CSCI-UA 9473 - Introduction to Machine Learning
Introduction to Machine Learning
Hello, dear friend, you can consult us at any time if you have any questions, add WeChat: THEend8_
CSCI-UA 9473 - Introduction to Machine Learning
Midterm
Augustin Cosse
April 2022
Total: 45 points
Total time: 1h15
General instructions: The exam consists of 3 questions (each question consisting itself of 3
subquestions). In case you have any question, you can
ask those through the chat.

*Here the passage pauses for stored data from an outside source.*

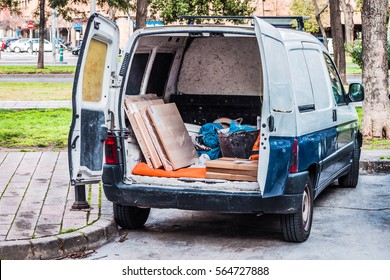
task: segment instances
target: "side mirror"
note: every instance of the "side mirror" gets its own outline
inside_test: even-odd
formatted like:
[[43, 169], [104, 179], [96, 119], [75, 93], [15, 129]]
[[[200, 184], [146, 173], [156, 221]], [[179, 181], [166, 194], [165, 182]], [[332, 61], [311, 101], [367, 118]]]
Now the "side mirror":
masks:
[[360, 102], [364, 100], [364, 87], [360, 83], [349, 85], [348, 99], [350, 102]]

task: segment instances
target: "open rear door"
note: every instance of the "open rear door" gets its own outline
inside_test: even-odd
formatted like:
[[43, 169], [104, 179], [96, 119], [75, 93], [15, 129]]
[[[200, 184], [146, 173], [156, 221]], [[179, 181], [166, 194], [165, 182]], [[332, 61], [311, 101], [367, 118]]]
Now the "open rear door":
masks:
[[[254, 16], [262, 63], [263, 106], [259, 149], [258, 183], [263, 197], [279, 195], [287, 180], [289, 158], [275, 137], [295, 135], [289, 62], [280, 32]], [[280, 149], [280, 151], [279, 151]]]
[[[99, 182], [103, 146], [115, 90], [119, 30], [99, 14], [89, 18], [77, 62], [72, 92], [72, 124], [68, 138], [72, 185]], [[112, 106], [112, 105], [111, 105]]]

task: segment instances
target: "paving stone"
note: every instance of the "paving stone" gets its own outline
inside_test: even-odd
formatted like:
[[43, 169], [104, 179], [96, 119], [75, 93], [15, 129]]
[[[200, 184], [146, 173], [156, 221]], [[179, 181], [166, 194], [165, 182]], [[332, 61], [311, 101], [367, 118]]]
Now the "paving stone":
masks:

Answer as many questions as you can starting with those you feel more
confident with.
Question 1 (Regression and regularization 15pts)
1. Indicate whether the following statements are true or false (5pts)
True / False Gradient descent finds the global minimum of the least squares loss
for linear regression
True / False Gradient descent finds the global minimum of the ridge loss
for linear regression
True / False Least squares regression can be understood as a Maximum a Posteriori (MAP)
approach with a uniform prior on the regression weights
True / False Least squares regression can be understood as a Maximum Likelihood (MLE)
approach with Gaussian prior on the deviations t(i) −
(
β0 +
D∑
p=1
βpxp
)
True / False LASSO regression can be understood as a Maximum a Posteriori (MAP)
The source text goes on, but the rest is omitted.